Singing Bowls

Sound Therapy

Singing Bowls

Singing bowls produce as many different sounds as there are variations in the metallic content.

Every metal manifests its individual sound and harmonics, offering its own exceptional medicinal sound.

According to tradition, singing bowls are made from seven metals, each metal representing one of the “planets”:

  1. GOLD – Sun
  2. SILVER – Moon
  3. MERCURY – Mercury
  4. COPPER – Venus
  5. IRON – Mars
  6. TIN – Jupiter
  7. LEAD – Saturn


How to Choose and Commune with Your Bowl

Place the bowl in the palm of your hand, strike it softly with the wooden mallet and with your eyes closed, listen and enjoy the sound. Listen not only with your ears but also get in touch with how it makes you feel and how your body responds. The labyrinth of over-laid sounds and harmonics is always a unique experience for each person.

Then strike the bowl lightly again and with pressure, slowly rub the mallet firmly around the edge. It starts to `sing’ quietly and increases in volume with successive rotations. Do not force the sound louder than it wishes to vibrate, otherwise it will rattle unpleasantly.

If you have no immediate results, persevere and you will slowly gain the necessary skill. Each bowl has its own resonance and `sings’ its unique song. If you do not respond to one particular bowl, try another for there is indeed, a special sound for you.

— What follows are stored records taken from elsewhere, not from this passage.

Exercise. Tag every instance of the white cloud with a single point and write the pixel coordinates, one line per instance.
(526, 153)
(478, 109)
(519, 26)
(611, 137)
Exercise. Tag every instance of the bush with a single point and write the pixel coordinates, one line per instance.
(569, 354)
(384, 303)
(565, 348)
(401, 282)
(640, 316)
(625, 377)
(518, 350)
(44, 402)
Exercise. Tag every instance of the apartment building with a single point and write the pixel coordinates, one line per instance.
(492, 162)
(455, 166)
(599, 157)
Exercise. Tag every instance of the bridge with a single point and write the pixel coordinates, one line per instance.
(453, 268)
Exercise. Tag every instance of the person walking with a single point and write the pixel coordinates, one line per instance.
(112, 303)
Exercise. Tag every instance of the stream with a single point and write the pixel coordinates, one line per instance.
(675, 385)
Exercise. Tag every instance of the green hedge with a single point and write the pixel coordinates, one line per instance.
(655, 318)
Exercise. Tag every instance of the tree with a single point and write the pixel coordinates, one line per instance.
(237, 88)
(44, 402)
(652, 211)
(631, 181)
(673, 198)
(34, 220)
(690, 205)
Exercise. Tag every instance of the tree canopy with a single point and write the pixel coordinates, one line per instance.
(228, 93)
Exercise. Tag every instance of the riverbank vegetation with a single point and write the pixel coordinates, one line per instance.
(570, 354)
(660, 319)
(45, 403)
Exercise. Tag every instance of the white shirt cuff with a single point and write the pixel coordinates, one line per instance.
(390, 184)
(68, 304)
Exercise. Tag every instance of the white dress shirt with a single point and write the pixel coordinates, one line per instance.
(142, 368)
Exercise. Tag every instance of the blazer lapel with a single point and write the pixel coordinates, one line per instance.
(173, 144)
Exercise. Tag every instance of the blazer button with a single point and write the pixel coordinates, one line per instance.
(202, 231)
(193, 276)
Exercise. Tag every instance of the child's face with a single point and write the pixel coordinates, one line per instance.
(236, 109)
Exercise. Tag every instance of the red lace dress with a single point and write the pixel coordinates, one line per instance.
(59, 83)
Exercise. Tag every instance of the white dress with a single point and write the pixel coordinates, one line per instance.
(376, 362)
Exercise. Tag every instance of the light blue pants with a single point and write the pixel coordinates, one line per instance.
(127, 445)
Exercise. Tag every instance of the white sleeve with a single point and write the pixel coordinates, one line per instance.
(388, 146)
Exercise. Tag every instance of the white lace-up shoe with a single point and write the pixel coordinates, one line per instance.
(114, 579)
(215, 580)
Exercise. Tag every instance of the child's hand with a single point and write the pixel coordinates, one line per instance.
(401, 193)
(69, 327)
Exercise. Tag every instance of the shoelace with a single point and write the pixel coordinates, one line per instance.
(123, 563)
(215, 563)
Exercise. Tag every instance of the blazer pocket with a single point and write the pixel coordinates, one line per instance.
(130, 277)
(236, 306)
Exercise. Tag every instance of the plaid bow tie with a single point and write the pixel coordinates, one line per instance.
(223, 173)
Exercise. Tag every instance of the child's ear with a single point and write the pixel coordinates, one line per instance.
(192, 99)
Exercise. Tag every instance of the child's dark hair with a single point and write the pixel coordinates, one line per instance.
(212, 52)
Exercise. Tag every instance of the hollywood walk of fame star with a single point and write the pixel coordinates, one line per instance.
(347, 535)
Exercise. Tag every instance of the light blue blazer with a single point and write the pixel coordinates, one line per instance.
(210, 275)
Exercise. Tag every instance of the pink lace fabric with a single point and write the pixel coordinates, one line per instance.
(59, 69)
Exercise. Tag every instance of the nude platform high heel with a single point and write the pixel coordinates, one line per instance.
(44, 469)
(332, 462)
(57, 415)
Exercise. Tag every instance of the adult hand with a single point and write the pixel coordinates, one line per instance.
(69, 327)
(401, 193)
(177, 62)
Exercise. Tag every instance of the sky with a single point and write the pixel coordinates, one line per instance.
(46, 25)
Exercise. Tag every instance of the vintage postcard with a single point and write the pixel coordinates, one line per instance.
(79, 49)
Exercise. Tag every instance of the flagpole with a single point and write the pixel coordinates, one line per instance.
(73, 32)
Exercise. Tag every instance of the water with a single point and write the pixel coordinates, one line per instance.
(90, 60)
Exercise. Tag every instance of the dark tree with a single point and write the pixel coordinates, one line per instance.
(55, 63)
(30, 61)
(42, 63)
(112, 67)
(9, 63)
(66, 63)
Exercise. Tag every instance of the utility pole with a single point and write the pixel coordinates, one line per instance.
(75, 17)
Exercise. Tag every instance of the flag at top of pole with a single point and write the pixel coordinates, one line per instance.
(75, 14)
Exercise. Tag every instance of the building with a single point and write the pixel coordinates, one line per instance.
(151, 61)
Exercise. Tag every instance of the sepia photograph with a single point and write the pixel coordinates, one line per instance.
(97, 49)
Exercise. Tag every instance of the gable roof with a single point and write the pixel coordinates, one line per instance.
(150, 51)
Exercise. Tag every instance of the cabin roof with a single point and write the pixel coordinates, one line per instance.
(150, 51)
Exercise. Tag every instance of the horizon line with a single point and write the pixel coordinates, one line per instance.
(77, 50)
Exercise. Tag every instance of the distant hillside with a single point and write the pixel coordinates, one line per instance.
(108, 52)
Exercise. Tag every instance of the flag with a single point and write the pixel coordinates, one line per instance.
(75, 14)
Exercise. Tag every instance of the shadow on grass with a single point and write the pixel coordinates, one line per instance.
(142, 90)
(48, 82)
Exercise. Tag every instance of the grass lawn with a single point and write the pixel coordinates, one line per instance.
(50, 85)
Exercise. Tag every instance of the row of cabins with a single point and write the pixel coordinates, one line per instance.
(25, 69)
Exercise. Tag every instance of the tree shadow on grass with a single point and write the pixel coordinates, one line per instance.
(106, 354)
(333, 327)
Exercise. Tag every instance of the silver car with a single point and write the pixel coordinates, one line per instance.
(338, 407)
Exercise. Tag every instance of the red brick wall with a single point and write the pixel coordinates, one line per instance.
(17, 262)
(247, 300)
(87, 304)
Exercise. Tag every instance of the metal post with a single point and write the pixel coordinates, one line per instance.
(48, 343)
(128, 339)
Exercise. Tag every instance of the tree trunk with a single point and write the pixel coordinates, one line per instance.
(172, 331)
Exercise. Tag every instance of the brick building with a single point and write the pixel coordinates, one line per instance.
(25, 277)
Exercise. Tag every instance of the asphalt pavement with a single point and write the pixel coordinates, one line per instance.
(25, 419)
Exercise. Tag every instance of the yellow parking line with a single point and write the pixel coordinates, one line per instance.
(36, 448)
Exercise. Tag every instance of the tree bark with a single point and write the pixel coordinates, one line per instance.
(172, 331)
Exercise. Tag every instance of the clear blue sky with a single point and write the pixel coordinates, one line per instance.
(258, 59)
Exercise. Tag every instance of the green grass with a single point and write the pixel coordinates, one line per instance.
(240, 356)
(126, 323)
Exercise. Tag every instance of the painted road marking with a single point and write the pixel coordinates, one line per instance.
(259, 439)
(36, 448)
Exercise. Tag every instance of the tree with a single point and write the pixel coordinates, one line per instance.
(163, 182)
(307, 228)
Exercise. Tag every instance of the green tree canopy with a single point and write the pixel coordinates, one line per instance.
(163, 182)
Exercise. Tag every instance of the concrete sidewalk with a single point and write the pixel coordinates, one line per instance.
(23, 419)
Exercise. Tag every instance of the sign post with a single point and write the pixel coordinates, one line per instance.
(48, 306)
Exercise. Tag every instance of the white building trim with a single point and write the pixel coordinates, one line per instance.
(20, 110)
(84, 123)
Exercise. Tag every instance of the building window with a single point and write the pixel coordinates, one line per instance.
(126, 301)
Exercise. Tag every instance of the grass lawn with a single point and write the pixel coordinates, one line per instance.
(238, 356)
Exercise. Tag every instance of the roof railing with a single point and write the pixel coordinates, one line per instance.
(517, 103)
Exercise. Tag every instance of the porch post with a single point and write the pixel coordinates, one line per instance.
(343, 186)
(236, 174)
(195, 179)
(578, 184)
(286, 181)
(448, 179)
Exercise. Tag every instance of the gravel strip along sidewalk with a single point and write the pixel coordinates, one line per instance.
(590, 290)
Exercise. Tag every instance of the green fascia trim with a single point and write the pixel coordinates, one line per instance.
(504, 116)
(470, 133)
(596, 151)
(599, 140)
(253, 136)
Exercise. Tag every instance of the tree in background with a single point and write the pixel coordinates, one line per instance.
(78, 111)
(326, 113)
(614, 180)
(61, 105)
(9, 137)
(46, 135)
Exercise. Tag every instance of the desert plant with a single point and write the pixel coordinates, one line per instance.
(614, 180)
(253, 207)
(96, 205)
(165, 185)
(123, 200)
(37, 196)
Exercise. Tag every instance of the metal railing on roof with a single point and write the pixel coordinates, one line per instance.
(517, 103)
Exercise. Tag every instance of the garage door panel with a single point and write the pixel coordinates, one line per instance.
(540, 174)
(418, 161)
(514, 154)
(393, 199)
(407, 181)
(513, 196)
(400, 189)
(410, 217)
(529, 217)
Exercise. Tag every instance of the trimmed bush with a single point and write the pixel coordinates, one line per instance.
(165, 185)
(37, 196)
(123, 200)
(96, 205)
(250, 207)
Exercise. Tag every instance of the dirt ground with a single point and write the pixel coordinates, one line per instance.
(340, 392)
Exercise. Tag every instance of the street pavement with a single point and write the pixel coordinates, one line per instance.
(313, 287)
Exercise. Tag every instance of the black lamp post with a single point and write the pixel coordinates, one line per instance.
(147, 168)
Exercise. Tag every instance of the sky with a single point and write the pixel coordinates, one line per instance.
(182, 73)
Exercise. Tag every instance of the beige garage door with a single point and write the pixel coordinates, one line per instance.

We all react to sound in accordance with our accumulated experiences, therefore making this choice an entirely personal one. You will recognize your own sound with your experiments.

The bowl may be put on a small firm cushion or rubber ring. A ‘gong beater’ or mallet for percussion produces different sounds especially those covered with tape, felt, leather, cork, rope or wood.

When the bowl is `singing’, place it close to your lips. By opening and closing your mouth you will hear the various harmonics. You can hum or intone directly into the resonating bowl. Your voice reinforces what your ears are hearing and creates a circuit connecting the ears with your voice, resulting in a more focused, listening mode. The difference between hearing and listening now become obvious.

The shape of sound becomes visible when you rub your bowl, which has been filled with some water. It then horns, the vibrations of which can even cause a fountain of tiny, sparkling droplets. These sounds pattern themselves in the water much like a Mandala.

Two of the advised guidelines for meditation are the focusing on breath or alternatively on sound. The vibratory sounds of the singing bowl are ideal for stilling the mind and bringing it into a centred clarity.